La question de savoir ce qui est premier ne se résume pourtant pas à un problème d’antériorité dans la génération des choses vivantes. Le paradoxe de l’œuf et de la poule est en effet partie prenante d’une question plus vaste à laquelle la philosophie s’est en un sens efforcée de répondre dès ses origines. Si, par définition, cette dernière est bien le domaine cherchant à poser la question du sens des choses, aussi bien du point de vue de leurs raisons d’être essentielles que de celui des modalités plus pratiques de leurs existences, la philosophie est alors nécessairement, et au moins dans sa partie la plus fondamentale, la recherche des premiers principes et des premières causes, comme le souligne Aristote en l’identifiant ainsi à la Métaphysique.
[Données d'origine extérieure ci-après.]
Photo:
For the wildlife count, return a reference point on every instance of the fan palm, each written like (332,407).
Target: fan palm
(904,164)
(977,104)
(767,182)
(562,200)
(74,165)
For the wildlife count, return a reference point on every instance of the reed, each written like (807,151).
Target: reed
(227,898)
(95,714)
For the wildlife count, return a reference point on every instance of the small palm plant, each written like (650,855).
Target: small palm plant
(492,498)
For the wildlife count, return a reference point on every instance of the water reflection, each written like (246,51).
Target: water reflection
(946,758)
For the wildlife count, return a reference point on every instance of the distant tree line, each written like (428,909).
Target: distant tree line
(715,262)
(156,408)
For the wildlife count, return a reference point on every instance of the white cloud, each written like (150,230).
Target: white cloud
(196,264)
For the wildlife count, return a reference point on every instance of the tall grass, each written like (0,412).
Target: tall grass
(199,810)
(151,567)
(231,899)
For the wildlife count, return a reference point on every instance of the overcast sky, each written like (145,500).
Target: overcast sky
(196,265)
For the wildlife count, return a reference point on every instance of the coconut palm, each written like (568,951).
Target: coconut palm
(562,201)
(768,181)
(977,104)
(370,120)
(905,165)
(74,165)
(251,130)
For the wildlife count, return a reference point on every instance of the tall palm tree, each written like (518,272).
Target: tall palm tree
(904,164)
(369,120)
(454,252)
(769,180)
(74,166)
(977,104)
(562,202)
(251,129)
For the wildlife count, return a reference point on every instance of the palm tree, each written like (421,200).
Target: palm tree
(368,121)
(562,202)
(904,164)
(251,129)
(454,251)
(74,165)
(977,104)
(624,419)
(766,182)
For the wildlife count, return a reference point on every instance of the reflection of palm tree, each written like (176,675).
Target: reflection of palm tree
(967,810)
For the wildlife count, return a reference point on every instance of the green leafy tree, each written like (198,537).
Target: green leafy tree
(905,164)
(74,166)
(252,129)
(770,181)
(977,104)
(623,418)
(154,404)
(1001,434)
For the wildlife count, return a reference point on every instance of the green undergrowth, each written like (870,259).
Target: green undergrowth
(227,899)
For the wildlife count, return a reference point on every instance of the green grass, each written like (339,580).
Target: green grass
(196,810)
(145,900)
Dès lors, « ce qui est premier » semble revêtir de multiples sens, selon les réalités qu’il est possible d’analyser, mais cette diversité n’est qu’une manière de renvoyer à une seule et même question : comme éviter de s’enfermer logiquement dans un processus de régression à l’infini lorsque se trouve posée la question du premier, alors même que l’intelligence semble rencontrer en même temps les limites de ce qu’elle ne peut atteindre et qui la conditionne ? Le paradoxe de la poule devient ainsi un problème, et peut-être LE problème premier de la philosophie, qui doit atteindre un premier fondement de tout être alors même qu’elle dépend de l’intelligence finie de celui qui est lui-même un être ne possédant pas sa raison d’être.
Nous nous efforcerons dans un premier temps de montrer que ce qui est premier semble de fait interdit de connaissance, puisque le sujet pensant ne peut par définition objectiver ce qui n’est jamais l’objet de quelque chose (mais est le sujet de tout). Nous en viendrons toutefois à constater que le simple fait de pouvoir posséder l’idée du premier, et de lui donner un sens logique, est déjà une forme de connaissance de ce premier, qui en fait dès lors un objet paradoxal de la pensée, qu’il est possible de définir métaphysiquement. Il nous faudra cependant mettre en doute et rejeter une telle conception onto-théologique du premier, puisque le premier n’est alors qu’un paralogisme de la raison, auquel elle ne peut échapper qu’à la condition de comprendre qu’elle ne possède en elle-même aucune assurance objective du premier, tout en étant subjectivement obligée de reconnaître la nécessité première d’un premier qu’elle ne peut connaître.